Hesabım
    February
    Ortalama puan
    2,5
    5 Puanlama
    February hakkında görüşlerin ?

    1 Kullanıcı eleştirisi

    5
    0 Eleştiri
    4
    0 Eleştiri
    3
    1 Eleştiri
    2
    0 Eleştiri
    1
    0 Eleştiri
    0
    0 Eleştiri
    Sırala
    En yararlı eleştiriler En yeniler En çok eleştiri yazmış üyeler En çok takip edilen üyeler
    Turgay Buğdacigil
    Turgay Buğdacigil

    Takipçi 2.066 değerlendirmeler Takip Et!

    3,0
    3 Mayıs 2021 tarihinde eklendi
    “The Blackcoat's Daughter / February”, hikâyesini de yazan “favori” yönetmenlerimizden Oz Perkins’in ilk uzun metrajlı sinema filmi…

    Ancak, başı – sonu belli, her şeyin “kabak” gibi ortada olduğu, insanı yormadan akıp giden filmlerden hoşlananlardansanız, “February” den ve hatta mümkünse Oz Perkins’in sinemasından kesinlikle uzak durmalısınız…

    Yoksa emin olun, ocakta altı açık unutulmuş çaydanlık misali, önce fokur fokur fokurdayacak ve sonra da su bittiğinde dip tutup yanacaksınız…

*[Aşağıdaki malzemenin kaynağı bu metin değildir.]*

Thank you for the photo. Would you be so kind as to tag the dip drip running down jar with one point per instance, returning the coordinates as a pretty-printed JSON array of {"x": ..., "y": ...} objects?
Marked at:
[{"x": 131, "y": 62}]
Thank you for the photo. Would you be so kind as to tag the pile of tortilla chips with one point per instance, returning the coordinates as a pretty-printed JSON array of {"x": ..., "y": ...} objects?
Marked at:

    Aslında Perkins’in insanı “ters köşe” yaparak şaşkına çeviren “sıra dışı” tarzına ilişkin ipuçlarına, onun “I Am the Pretty Thing That Lives in the House” (2016) ve “Gretel & Hansel” (2020) filmleri için yazdığımız yorumlarda ayrıntılı bir biçimde değinmiştik…

    Gelin şimdi de bu “debut” (ilk film) için bir şeyler karalayalım…

    Ve görelim bakalım, bu kez ne tür şeyler keşfedeceğiz…

    Hikâye, her yerin bembeyaz karlar altında olduğu bir “Şubat / February” günü, kurgusal (fictional) The Bramford kasabasındaki bir Katolik okulunda başlar…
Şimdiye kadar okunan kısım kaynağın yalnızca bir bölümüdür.